Multi-$\bar{K}$ hypernuclei

TL;DR

This study uses relativistic mean field calculations to explore multi-antikaon hypernuclei, revealing saturation of binding energies and densities, and suggesting kaon condensation is unlikely in stable strange hadronic matter.

Contribution

It provides the first detailed analysis of multi-antikaon hypernuclei, showing their stability and saturation properties, and challenges the likelihood of kaon condensation in such systems.

Findings

Antikaon separation energy saturates at ~200 MeV.

Baryonic densities reach 2-3 times nuclear matter density.

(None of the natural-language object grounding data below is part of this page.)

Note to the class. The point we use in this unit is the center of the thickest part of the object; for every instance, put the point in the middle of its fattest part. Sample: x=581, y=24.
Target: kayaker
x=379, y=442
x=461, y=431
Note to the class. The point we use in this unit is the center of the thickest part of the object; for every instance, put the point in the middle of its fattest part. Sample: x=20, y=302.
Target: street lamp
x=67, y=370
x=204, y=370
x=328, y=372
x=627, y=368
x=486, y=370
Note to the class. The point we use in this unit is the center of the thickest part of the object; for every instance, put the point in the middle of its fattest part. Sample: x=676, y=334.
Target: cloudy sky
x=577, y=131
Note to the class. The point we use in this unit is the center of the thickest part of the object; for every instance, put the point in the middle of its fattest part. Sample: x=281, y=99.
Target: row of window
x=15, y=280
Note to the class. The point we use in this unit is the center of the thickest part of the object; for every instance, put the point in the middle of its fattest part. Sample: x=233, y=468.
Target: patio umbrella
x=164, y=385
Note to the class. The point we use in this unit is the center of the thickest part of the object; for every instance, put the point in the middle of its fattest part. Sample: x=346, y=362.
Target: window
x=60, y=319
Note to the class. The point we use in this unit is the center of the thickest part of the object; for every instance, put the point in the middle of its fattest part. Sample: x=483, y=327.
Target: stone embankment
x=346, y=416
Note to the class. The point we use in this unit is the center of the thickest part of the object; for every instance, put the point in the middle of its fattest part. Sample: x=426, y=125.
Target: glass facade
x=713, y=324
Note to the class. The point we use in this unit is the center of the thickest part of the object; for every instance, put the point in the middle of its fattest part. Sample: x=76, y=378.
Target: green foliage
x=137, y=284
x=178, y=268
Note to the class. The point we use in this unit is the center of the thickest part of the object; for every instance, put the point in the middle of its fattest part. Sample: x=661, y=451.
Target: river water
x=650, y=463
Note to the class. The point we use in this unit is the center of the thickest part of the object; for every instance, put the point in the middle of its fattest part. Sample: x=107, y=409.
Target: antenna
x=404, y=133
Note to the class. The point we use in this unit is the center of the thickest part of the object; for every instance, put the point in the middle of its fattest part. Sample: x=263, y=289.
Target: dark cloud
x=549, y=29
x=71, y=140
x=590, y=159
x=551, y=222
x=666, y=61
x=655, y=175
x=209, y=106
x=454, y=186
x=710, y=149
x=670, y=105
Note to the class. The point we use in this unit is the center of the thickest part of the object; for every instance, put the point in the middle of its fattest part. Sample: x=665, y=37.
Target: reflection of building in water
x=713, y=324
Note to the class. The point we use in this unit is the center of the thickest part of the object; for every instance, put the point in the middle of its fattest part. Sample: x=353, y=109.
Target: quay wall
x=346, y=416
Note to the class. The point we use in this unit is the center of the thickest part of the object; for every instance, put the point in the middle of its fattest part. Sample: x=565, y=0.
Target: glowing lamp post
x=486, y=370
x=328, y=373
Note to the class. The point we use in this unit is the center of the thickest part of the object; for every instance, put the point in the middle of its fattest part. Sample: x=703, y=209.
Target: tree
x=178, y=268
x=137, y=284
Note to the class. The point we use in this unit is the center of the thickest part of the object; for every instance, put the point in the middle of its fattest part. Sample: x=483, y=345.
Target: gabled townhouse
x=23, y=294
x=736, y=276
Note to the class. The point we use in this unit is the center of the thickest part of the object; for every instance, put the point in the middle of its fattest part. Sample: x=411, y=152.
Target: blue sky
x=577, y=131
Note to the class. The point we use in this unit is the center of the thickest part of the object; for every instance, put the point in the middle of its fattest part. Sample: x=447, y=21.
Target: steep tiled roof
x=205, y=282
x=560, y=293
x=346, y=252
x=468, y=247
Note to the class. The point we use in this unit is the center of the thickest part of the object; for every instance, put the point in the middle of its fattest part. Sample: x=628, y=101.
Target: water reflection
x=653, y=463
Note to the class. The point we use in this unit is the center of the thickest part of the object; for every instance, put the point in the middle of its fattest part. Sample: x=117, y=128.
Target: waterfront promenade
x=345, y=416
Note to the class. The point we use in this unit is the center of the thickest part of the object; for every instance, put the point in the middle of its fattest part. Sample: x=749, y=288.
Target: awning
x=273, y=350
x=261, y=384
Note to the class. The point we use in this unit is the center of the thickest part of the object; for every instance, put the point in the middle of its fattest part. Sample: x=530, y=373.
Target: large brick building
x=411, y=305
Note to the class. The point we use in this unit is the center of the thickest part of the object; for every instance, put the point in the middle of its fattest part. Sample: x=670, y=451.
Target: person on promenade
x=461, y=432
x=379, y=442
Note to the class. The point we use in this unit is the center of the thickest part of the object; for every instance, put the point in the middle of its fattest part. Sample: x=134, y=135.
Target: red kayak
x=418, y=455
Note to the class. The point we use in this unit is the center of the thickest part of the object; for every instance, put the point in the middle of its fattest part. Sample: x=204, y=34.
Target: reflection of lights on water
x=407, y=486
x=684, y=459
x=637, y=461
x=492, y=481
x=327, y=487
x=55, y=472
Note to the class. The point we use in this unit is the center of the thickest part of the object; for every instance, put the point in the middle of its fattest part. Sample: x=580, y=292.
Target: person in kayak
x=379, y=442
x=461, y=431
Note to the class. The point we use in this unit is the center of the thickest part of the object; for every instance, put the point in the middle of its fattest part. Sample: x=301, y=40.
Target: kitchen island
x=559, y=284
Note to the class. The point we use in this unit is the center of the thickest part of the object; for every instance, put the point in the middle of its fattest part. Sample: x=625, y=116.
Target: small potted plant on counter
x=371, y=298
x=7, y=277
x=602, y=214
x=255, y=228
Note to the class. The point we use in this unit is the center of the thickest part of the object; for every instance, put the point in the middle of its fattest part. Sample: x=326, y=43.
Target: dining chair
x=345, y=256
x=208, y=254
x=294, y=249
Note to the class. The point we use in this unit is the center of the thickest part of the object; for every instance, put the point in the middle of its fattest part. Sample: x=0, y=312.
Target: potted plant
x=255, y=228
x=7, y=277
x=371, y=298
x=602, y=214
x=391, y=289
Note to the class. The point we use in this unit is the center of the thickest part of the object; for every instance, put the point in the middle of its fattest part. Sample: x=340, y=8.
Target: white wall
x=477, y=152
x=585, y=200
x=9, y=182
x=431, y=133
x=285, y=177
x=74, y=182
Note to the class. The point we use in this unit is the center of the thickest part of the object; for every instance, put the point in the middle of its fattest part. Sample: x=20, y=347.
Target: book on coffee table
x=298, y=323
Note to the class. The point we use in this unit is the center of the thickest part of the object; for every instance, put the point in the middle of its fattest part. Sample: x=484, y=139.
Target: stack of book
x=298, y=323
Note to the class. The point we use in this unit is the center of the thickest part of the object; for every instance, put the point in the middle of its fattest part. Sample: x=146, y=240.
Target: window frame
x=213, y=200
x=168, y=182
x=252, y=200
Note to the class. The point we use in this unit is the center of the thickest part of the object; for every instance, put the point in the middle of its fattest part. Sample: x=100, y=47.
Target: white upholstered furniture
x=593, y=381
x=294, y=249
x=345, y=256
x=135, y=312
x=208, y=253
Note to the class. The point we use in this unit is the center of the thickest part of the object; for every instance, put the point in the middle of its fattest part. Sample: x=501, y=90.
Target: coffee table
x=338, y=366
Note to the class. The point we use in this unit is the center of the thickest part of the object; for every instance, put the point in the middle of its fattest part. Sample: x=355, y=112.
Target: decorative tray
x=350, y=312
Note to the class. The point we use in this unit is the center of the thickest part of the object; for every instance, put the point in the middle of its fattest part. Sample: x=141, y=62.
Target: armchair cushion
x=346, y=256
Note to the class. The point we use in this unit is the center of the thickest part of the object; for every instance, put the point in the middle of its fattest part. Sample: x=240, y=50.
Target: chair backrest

Multi-strange configurations are stable against strong interactions.

Abstract

Relativistic mean field calculations of multi-$\bar{K}$ hypernuclei are performed by adding $K^-$ mesons to particle-stable configurations of nucleons, $\Lambda$ and $\Xi$ hyperons. For a given hypernuclear core, the calculated $\bar{K}$ separation energy $B_{\bar{K}}$ saturates with the number of $\bar{K}$ mesons for more than roughly 10 mesons, with $B_{\bar{K}}$ bounded from above by 200 MeV. The associated baryonic densities saturate at values 2-3 times nuclear-matter density within a small region where the $\bar{K}$-meson densities peak, similarly to what was found for multi-$\bar{K}$ nuclei. The calculations demonstrate that particle-stable multistrange $\{N,\Lambda,\Xi \}$ configurations are stable against strong-interaction conversions $\Lambda \to N \bar{K}$ and $\Xi \to N \bar{K} \bar{K}$, confirming and strengthening the conclusion that kaon condensation is unlikely to occur in strong-interaction self-bound strange hadronic matter.